勝手に【ラブライブ 第3期、4期】を作ってみた。 作:スターダイヤモンド
花陽の部屋。
「…で…私たちはどうするの?」
「どうするにゃ?」
「何が?」
「ラブライブよ」
「あ…うん…」
3年生の事実上の引退宣言。
それを聴かされ、真姫と凛は迷っていた。
花陽への質問は、そのまま自分への問い掛けでもあった。
「…う~ん…そうだね…」
彼女のその返事で『答え』は何となくわかる。
そして、それは自分たちの考えと同じだと感じた。
「そうね…私はあなたの結論に従うわ」
「凛もにゃ」
「!!…ずるいなぁ…2人とも…花陽はまだ何も言ってないよ」
「言わなくてもわかるにゃ」
「長い付き合いだもの」
凛と真姫が顔を見合わせニヤリと笑う。
「…そっか…そうだね…」
花陽もそれを見て微笑んだ。
…
「えっと…念の為確認なんだけど…ラブライブのエントリーに反対する人っているかなぁ」
翌日の部室。
部長は1年生に問い掛けた。
誰も手を挙げなかったのを確認すると「うん、そっか…」と一人頷いた。
「どういう意味ですか?」
「この間、にこちゃんと奈美のお姉さんのこと、みんなも聴いたでしょ?『スクールアイドルが好き!』『アイドル活動が好き!』って気持ちは同じでも…その先の目標が異なっていた為に、バラバラになっちゃった…って話」
「ラブライブに出る!って言うと、どうしても勝ち負けに拘(こだわ)る必要があるでしょ?でもそれでいいの?…ってことよ」
「凛たちは、何にも考えずに突っ走ってきちゃったけど…みんなはどう思ってるのかにゃ?って」
穂乃果が音ノ木坂の廃校阻止の為、いわば学校のアピールとして始めたスクールアイドル。

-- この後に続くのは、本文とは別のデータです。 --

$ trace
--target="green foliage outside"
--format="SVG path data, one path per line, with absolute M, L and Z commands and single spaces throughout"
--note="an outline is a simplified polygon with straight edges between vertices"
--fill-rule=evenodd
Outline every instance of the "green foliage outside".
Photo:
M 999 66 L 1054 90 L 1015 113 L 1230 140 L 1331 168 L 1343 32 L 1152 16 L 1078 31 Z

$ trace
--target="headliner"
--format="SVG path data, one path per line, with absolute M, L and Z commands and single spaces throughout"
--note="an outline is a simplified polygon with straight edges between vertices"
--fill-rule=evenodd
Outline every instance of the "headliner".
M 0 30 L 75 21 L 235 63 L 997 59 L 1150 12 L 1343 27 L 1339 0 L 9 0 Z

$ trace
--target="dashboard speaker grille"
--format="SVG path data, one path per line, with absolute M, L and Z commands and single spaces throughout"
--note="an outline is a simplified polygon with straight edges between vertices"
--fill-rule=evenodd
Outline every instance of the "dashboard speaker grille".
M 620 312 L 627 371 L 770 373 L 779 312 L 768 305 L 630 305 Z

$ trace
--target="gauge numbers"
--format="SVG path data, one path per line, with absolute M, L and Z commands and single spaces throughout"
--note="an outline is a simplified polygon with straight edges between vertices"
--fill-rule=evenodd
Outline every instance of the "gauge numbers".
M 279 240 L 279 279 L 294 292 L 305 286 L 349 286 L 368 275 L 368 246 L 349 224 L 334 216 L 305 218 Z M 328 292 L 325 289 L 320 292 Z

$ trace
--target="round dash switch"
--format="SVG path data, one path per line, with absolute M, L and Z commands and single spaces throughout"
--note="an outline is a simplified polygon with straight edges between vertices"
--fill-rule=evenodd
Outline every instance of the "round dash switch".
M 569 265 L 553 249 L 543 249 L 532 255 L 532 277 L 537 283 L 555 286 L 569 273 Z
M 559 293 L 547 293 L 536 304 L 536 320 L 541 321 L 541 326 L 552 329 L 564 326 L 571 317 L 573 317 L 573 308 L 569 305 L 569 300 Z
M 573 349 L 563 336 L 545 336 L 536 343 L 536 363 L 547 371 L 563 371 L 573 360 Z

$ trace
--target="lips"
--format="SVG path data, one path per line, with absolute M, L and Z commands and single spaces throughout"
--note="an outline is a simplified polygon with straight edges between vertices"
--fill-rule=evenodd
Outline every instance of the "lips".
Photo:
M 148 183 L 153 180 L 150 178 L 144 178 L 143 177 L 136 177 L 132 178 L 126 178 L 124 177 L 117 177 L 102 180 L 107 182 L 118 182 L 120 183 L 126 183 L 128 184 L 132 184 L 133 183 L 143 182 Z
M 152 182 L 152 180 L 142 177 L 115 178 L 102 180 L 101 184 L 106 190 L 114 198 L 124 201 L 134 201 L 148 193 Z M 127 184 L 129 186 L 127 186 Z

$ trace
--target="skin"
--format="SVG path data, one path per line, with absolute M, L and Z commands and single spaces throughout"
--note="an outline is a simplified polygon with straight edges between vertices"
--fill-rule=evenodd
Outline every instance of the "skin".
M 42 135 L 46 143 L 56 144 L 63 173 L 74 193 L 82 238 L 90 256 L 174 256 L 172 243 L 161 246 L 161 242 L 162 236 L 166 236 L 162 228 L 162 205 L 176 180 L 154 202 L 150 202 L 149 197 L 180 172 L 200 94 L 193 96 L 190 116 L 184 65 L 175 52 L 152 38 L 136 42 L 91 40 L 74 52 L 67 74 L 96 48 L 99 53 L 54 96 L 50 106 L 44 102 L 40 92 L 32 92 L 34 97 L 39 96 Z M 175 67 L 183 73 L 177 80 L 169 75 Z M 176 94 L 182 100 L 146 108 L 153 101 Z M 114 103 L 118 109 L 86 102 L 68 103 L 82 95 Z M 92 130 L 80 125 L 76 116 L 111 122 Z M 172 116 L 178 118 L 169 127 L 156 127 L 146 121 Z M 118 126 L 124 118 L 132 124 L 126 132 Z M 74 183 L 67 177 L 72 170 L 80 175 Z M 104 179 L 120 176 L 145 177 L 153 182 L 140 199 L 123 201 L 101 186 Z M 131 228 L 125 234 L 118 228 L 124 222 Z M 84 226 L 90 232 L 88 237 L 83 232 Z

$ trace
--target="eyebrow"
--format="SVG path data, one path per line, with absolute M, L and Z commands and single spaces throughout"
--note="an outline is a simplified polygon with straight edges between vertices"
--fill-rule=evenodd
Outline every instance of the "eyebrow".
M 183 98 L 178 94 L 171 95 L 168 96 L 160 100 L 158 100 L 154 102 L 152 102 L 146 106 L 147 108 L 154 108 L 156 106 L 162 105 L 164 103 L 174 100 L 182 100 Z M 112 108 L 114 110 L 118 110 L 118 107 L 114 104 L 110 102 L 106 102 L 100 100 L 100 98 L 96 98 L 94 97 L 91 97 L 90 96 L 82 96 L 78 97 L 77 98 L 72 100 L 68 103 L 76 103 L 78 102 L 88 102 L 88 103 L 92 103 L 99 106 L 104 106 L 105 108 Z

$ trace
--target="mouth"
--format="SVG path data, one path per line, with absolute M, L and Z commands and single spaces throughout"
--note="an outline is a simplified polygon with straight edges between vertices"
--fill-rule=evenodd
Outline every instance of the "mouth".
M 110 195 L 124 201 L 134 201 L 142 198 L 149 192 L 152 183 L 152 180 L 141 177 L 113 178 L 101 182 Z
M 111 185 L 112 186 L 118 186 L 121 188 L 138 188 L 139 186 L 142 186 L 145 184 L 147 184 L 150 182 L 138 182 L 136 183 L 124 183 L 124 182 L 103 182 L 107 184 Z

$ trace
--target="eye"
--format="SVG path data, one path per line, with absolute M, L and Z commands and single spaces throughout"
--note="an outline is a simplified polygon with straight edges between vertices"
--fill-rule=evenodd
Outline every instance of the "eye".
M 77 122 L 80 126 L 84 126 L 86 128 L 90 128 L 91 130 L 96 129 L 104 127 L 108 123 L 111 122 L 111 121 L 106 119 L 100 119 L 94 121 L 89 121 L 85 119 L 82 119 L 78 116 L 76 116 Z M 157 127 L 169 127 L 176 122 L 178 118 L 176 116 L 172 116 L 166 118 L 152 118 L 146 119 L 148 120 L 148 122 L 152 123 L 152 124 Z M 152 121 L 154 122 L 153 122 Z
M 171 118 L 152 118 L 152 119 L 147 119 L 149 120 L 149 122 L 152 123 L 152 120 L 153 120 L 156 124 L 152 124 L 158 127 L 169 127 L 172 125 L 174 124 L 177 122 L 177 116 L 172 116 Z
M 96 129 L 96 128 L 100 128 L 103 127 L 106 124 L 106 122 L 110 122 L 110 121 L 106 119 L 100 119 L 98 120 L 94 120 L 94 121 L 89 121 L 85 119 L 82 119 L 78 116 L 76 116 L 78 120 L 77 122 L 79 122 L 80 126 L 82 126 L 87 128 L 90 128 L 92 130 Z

そこに元々活動をしていた『にこ』が加わり…彼女たちの目標はラブライブの出場、そして優勝へと変わっていった。
しかし、勝利を目指すことと、歌って踊るのを楽しむことは別なのではないか?
にこが以前言っていた『テクニックだけにこだわり過ぎて、笑顔のないアイドル』に意味があるのか。
もちろん、両方できるに越したことはない。
たが、いずれにしてもメンバーの心が同じ方向を向いていないと、空中分解することは前例に示す通りだった。
その為の意思確認。
「ラブライブ…優勝…目指す?」
「愚問ですよ、真姫先輩!」
「私たち、全員、そのつもりです!!」
1年生は事も無げに言い放った。
「ふふふ…わかったわ。そういうことなら容赦しないわよ」
「おぉ!真姫ちゃんに海未ちゃんが乗り移ったにゃ!」
「あ、いや…お手柔らかに…」
「あはは…」
花陽と凛は、ビビる1年生を見て笑った。